Will Scott Brown's Election Block START Ratification?

Jan 22, 2010

By John K. Warden

After Republican Scott Brown won the special election in Massachusetts on Tuesday, speculation began about the fate of all parts of Obama’s agenda.  Is health care dead?  Will the House just pass the Senate’s version of the bill?  What does Brown’s election mean for cap and trade legislation or comprehensive immigration reform?

In the middle of all that, there was also a prediction about how Brown’s election would impact Obama’s arms control agenda.  John Bennett, writing in Defense News, reported that Brown’s election might hurt the chances of the Senate ratifying a new START:

Massachusetts Republican state Sen. Scott Brown's stunning Jan. 19 victory in a special U.S. Senate election will complicate the Obama administration's efforts to finalize a nuclear accord with Moscow, a senior Pentagon official says.
The wide-reaching nuclear treaty would, if the two sides iron out a few remaining wrinkles, require U.S. Senate approval. And that means, as with other treaties, 67 senators would have to approve the new START pact.
Getting to 67 votes got more difficult when Brown captured the Senate seat occupied for decades by the late Democrat Edward Kennedy. The win will reduce the Democrats' majority in the chamber to 59 seats.
"Sixty-seven is many, many more than 60," Michael Nacht, assistant secretary of defense for global strategic affairs, said at a Jan. 20 conference in Washington. "And it's even more than 59."

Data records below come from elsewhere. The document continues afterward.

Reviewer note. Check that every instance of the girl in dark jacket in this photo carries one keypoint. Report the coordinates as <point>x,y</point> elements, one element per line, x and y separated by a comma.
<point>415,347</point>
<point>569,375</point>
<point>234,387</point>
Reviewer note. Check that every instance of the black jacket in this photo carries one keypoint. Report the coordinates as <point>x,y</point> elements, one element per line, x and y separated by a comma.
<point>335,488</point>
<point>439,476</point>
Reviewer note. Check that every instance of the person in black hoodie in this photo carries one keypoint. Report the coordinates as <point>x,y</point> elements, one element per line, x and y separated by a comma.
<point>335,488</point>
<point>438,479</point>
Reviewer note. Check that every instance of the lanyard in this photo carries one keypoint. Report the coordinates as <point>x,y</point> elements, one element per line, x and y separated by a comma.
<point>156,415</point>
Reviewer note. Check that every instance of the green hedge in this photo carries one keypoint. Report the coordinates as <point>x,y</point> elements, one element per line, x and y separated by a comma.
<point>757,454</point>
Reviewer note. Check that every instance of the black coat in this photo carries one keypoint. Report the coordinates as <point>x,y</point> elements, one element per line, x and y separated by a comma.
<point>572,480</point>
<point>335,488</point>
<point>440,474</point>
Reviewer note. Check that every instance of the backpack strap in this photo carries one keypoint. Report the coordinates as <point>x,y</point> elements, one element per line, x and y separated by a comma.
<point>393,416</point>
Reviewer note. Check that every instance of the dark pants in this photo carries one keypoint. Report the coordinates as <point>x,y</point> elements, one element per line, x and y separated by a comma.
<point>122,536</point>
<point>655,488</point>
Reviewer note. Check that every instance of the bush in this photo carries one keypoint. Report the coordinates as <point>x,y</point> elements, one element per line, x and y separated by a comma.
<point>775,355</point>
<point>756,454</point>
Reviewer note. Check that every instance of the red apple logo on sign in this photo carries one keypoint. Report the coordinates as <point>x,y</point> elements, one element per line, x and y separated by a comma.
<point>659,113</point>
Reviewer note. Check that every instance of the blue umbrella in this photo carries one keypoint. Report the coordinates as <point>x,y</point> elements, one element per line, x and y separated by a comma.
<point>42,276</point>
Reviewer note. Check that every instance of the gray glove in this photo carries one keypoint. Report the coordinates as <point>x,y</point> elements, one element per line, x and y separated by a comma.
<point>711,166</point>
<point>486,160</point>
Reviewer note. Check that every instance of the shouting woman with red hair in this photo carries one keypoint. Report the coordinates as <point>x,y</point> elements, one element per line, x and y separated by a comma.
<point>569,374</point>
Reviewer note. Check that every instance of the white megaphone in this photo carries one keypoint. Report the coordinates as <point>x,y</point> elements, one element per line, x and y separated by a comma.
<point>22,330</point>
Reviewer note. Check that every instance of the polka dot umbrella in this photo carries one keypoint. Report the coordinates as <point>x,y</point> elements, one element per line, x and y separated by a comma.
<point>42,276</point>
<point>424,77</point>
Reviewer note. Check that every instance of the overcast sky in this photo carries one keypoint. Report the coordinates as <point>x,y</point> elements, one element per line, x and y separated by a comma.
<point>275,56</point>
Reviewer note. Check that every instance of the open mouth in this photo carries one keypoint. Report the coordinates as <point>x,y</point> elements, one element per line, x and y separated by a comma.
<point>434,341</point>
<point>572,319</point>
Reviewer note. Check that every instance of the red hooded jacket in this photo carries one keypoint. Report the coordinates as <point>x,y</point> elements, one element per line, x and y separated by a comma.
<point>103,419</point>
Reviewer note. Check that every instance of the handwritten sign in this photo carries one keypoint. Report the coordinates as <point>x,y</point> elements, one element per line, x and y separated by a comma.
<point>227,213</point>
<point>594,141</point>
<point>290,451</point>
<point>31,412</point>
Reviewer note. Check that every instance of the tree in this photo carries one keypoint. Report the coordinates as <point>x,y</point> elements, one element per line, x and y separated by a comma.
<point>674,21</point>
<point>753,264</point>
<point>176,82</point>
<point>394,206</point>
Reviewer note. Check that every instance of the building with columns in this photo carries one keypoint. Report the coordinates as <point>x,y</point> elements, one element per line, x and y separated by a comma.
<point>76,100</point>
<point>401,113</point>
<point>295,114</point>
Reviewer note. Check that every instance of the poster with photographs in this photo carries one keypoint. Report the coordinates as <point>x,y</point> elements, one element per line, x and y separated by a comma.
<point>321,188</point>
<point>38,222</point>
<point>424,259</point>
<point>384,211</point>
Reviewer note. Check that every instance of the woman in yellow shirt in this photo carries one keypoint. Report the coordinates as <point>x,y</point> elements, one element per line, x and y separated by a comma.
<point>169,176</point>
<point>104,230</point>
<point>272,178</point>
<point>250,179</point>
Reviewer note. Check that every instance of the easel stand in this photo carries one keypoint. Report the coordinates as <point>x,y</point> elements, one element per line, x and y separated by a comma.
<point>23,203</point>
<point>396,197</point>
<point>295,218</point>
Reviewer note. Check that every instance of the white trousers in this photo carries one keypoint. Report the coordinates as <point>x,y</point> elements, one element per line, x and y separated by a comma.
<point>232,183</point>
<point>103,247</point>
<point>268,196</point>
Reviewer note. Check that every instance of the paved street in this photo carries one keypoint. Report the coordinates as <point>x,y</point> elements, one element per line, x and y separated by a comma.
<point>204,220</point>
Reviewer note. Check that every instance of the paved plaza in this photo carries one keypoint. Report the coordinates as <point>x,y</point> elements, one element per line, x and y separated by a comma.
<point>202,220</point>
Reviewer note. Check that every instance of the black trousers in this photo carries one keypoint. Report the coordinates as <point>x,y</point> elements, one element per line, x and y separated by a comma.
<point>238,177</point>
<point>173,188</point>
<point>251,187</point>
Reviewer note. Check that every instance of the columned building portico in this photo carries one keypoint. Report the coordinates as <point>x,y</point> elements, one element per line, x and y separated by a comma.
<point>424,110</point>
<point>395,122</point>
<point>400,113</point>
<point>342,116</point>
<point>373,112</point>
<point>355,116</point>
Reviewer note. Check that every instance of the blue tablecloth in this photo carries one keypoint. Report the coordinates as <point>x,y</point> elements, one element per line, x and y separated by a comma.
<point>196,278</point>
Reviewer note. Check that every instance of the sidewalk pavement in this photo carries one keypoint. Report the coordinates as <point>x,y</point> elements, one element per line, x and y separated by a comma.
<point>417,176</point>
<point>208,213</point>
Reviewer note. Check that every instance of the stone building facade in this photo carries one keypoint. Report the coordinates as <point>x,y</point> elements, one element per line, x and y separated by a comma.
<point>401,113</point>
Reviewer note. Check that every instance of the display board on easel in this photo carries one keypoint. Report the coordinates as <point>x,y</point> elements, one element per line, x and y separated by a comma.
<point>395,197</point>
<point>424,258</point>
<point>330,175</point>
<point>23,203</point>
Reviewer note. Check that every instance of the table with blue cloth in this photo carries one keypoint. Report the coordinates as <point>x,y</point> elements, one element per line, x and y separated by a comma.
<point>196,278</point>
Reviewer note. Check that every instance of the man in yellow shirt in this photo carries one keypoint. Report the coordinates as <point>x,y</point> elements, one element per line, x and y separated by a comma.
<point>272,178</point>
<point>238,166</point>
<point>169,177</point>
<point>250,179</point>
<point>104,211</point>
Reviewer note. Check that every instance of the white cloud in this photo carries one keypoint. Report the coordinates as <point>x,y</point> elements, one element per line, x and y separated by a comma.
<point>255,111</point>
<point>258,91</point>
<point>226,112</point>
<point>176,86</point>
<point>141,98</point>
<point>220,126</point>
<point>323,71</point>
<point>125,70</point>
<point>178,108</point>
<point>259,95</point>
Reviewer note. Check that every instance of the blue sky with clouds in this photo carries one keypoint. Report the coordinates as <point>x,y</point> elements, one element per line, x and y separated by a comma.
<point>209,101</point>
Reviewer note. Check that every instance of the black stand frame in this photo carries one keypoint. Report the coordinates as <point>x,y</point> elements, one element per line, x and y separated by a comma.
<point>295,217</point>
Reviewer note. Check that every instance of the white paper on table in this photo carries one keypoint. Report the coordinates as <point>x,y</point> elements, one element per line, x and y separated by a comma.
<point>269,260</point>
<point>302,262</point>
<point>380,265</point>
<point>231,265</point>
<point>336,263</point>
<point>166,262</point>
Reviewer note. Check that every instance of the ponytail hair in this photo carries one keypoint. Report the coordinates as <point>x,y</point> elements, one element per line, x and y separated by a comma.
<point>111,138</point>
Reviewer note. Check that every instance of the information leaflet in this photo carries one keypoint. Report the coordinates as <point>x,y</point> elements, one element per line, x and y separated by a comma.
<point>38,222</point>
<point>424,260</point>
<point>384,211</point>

While it's difficult to argue with the basic argument -- replacing a Democratic Senator with a Republican Senator does require an additional Republican vote for ratification, I disagree with the conclusion -- that Scott Brown joining the Senate makes it more difficult for Obama to get START ratified.

Unlike health care, cap and trade, and immigration reform, Republican votes were going to be required to get START ratified even before Brown's election.  Holding the party line was never a realistic strategy.  Instead, the Administration has to create a bipartisan consensus that this treaty is in America's national interest.

As I wrote a couple days ago, one of the keys will be the President's budget.  Republicans have tied START ratification to stockpile modernization and increased funding for the nuclear weapons complex.  All indications are that the Administration's request will include most of the funding Republicans are looking for, which should increase the chance that START is ratified (if negotiations ever finish...).

If history is any indication, the START vote might not even be on party-lines.  Amy Woolf, a specialist in nuclear weapons policy at the Congressional Research Service said, "Historically, strategic [arms control] votes haven't broken purely on party lines." and later added that they "have attracted lots of [Republican] votes."  However, Woolf acknowledged that most previous strategic arms control treaties were negotiated by Republicans.

It's also unclear how Scott Brown specifically will vote on START. Reacting to the Defense News article, Josh Rogin, author of The Cable, said that the "GOP will probably support START in the end and I don't think Brown has commented yet anyhow."

When the Senate is presented with a new START, ratification remains likely.